Porém uma reflexão (talvez a única) que o livro suscitou em mim é em como certos termos psicológicos, como ansiedade, depressão, gatilho, etc., vêm se tornando cada vez mais popularizados, em especial nas redes sociais, de forma, a meu ver, simplista e irresponsável. Acho impossível negar que há um fenômeno de patologização das frustrações cotidianas inerentes à existência humana, mesmo as mais comuns. O mal-estar que tais frustrações causa é rápida e levianamente rotulado como manifestação de sofrimento mental e tratado como tal, e um sujeito de má-fé (ou "devassidão", conforme citado por Dalrymple da peça de Shakespeare) pode rapidamente usar desse diagnóstico, muitas vezes autoimbuído, para se evadir de tomar decisões e se haver com sua parcela de responsabilidade tanto por ter chegado na situação em que se encontra, quanto na de sair dela. Como uma evasiva cômoda para não ter de lidar com a angústia e a falta que tais escolhas e responsabilidades podem trazer, eu digo "Não sou eu, é minha ansiedade, e ela apenas, quem me impede de finalizar projetos, ter um emprego e me alimentar bem; por causa dela sou assim e sempre serei." Nem preciso discorrer sobre o perigo dessa forma de encarar a vida, principalmente quando se trata de crianças (o que o próprio Dalrymple ilustra bem em seu livro "Podre de Mimados")
Muitas vezes, estes discursos patologizantes são encorajados por profissionais da psicologia, que fazendo, como eu disse, um mal-uso de termos e teorias da área, parecem cair no modismo e propagar uma certa guerra à frustração, ao invés do reconhecimento da sua inexorabilidade e seu papel na vida humana.
Em outros casos, grande parte destes discursos pregam que a satisfação de todos os desejos individuais deve ser alcançada em nome da saúde mental própria e coletiva, e que se algo surge como um obstáculo ou crítica ao meu desejo de realizar todos os meus impulsos, este algo deve ser encarado com uma ameaça intolerante à minha liberdade de expressão e de "ser eu mesmo".

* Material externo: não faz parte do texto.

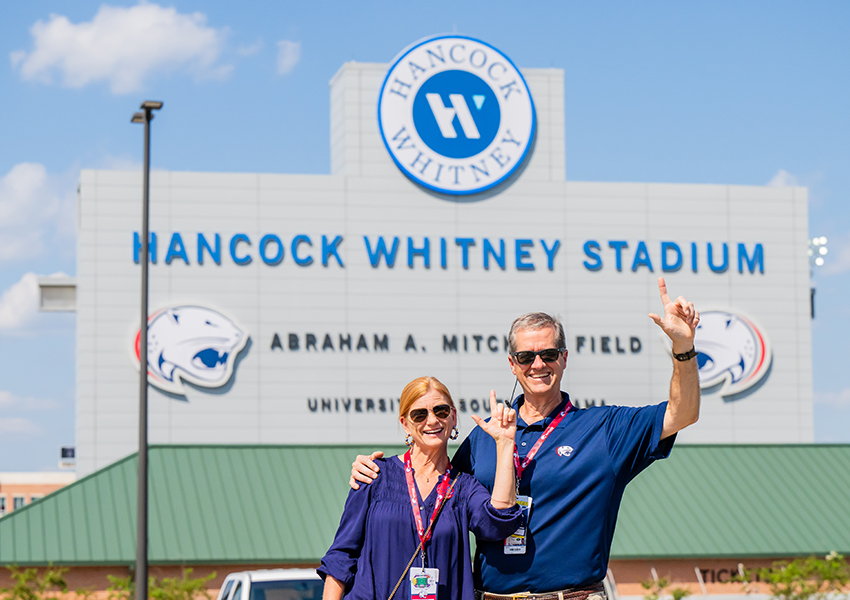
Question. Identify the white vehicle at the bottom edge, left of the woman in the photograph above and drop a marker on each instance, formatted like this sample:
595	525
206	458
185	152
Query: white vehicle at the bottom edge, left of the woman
272	584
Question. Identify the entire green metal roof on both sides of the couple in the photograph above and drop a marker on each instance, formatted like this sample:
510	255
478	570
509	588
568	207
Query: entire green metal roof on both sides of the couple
281	505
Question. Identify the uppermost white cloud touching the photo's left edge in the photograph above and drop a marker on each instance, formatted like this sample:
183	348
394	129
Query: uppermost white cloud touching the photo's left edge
33	210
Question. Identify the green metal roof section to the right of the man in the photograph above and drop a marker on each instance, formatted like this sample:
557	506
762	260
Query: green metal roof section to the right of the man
739	501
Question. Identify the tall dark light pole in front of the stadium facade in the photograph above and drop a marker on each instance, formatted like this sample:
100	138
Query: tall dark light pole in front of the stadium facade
142	500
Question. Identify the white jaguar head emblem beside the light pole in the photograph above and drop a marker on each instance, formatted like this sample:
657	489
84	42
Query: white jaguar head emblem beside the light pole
190	343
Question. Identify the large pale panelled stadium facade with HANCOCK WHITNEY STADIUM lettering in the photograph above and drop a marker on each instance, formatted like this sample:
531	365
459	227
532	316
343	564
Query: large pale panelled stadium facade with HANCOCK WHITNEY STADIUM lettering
292	309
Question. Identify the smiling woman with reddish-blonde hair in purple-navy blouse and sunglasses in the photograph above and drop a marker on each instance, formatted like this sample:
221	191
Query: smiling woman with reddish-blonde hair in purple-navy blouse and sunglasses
380	530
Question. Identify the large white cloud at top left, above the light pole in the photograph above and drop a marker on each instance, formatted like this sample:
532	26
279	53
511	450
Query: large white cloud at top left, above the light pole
122	46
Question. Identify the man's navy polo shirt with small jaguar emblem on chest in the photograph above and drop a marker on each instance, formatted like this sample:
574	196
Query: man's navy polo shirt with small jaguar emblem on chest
576	482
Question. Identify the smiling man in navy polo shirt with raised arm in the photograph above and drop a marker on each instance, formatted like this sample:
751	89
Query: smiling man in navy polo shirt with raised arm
572	465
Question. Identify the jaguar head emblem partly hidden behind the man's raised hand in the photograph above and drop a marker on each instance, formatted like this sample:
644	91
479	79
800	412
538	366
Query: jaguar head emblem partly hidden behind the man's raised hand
734	353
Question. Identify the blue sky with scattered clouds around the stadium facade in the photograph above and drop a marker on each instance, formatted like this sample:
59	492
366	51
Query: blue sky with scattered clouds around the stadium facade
716	92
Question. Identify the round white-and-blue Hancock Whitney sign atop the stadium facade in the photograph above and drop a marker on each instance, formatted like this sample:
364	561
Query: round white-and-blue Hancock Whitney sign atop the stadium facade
456	115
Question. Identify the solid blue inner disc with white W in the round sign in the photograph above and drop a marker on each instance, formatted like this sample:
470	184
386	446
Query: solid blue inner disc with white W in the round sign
456	114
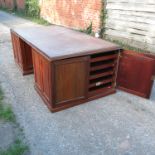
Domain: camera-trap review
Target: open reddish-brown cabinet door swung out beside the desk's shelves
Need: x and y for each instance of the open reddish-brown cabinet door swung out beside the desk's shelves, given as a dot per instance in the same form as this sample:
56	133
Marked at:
135	73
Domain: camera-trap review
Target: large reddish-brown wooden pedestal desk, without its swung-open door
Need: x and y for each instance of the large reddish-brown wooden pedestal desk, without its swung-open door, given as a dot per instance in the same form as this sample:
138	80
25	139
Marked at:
70	67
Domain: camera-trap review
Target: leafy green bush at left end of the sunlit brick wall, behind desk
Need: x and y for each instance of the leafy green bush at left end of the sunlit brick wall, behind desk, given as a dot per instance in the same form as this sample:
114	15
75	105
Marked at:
32	8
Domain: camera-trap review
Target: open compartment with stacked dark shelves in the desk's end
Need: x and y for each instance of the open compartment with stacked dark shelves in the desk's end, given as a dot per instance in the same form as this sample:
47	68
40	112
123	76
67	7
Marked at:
102	76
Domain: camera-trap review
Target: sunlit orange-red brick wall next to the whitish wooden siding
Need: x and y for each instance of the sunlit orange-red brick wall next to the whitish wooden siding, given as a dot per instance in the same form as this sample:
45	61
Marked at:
72	13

Logo, as condições básicas para uma vida civilizada, o pensamento coletivo e o controle dos impulsos, caem por terra sobre o peso do politicamente correto e da felicidade total como um direito inalienável.
Julgo que não é preciso, claro, expor aqui o óbvio: de que as configurações externas da vida humana hoje, em especial neste período de pandemia, sejam sim um cenário potencializador de sofrimento mental. Também defendo que toda essa reflexão deve ser encarada com bastante responsabilidade e discernimento, para não tornar "vitimismo" as manifestações genuínas do transtorno mental de um indivíduo e sua conscientização, bem como as reivindicações de certos grupos pelo respeito e a livre expressão de suas identidades individuais.
Porém também devemos nos atentar a não encarar como sintomas de adoecimento em si aquelas angústias e sofrimentos regulares que fazem parte da existência humana. Claro, acolhendo-os em nossos consultórios e dando ao sujeito todo o suporte para que consiga sair dessa situação, mas sem perder de vista os aspectos que distinguem estes sofrimentos daqueles realmente frutos de um quadro de transtorno mental grave (por exemplo, o "estar deprimido" não é o mesmo que "estar com depressão", etc.).
Entretanto, como escreveu o próprio Dalrymple, "é claro que se pode dizer que a deformação popular de uma ideia ou prática não invalida a ideia ou prática." Pena que o autor não seguiu a própria sugestão.